The Navy announced today that it successfully tracked a medium-range ballistic missile target in flight off Kauai with the new AN/SPY-6(V) Air and Missile Defense Radar on July 27.
SPY-6 can see a target half the size at twice the distance of the SPY-1D radar in use on Navy ships today, maker Raytheon said. “The radar significantly enhances the ships’ ability to detect air and surface targets as well as the ever-proliferating ballistic missile threats,” the company said.
The radar will simultaneously support long range tracking and discrimination of ballistic missiles outside the Earth’s atmosphere as well as area and self defense against air and surface threats, the Navy said.
On July 27, a medium-range ballistic missile target was launched from the Pacific Missile Range Facility on Kauai. An AN/SPY-6(V) radar searched for, detected and maintained track on the target throughout its trajectory, the Navy said. Designated Vigilant Titan, the flight test was the second in a series of ballistic missile defense flight tests for the radar.
The test radar was put in place at the Pacific Missile Range Facility in June 2016.
The Navy’s AN/SPY-6(V) successfully searched for and tracked a short-range ballistic missile target launched from the Pacific Missile Range Facility on March 15 in the first ballistic missile flight test involving the radar.
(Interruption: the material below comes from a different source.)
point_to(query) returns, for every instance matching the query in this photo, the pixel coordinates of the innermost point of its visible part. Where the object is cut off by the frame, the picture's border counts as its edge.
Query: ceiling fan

“We are continuing to stress this radar by increasing the range and complexity of the targets and demonstrating the awesome capability and versatility of the Navy’s next generation integrated air and missile defense radar,” Navy Capt. Seiko Okano, major program manager for Above Water Sensors, Program Executive Office Integrated Warfare Systems, said in a release. “AN/SPY-6 is the nation’s most advanced radar and will be the cornerstone of the U.S. Navy’s surface combatants for many decades.”
Based on preliminary data, the test successfully met its primary objectives against a complex medium range ballistic missile target, the Navy said.
The radar is on track for deployment on new DDG-51 Flight III destroyers, Raytheon said. The system is built with individual “building blocks” called “radar modular assemblies.” The 2’x2’x2’ boxes stack together to form different sized arrays for different mission requirements, the company said.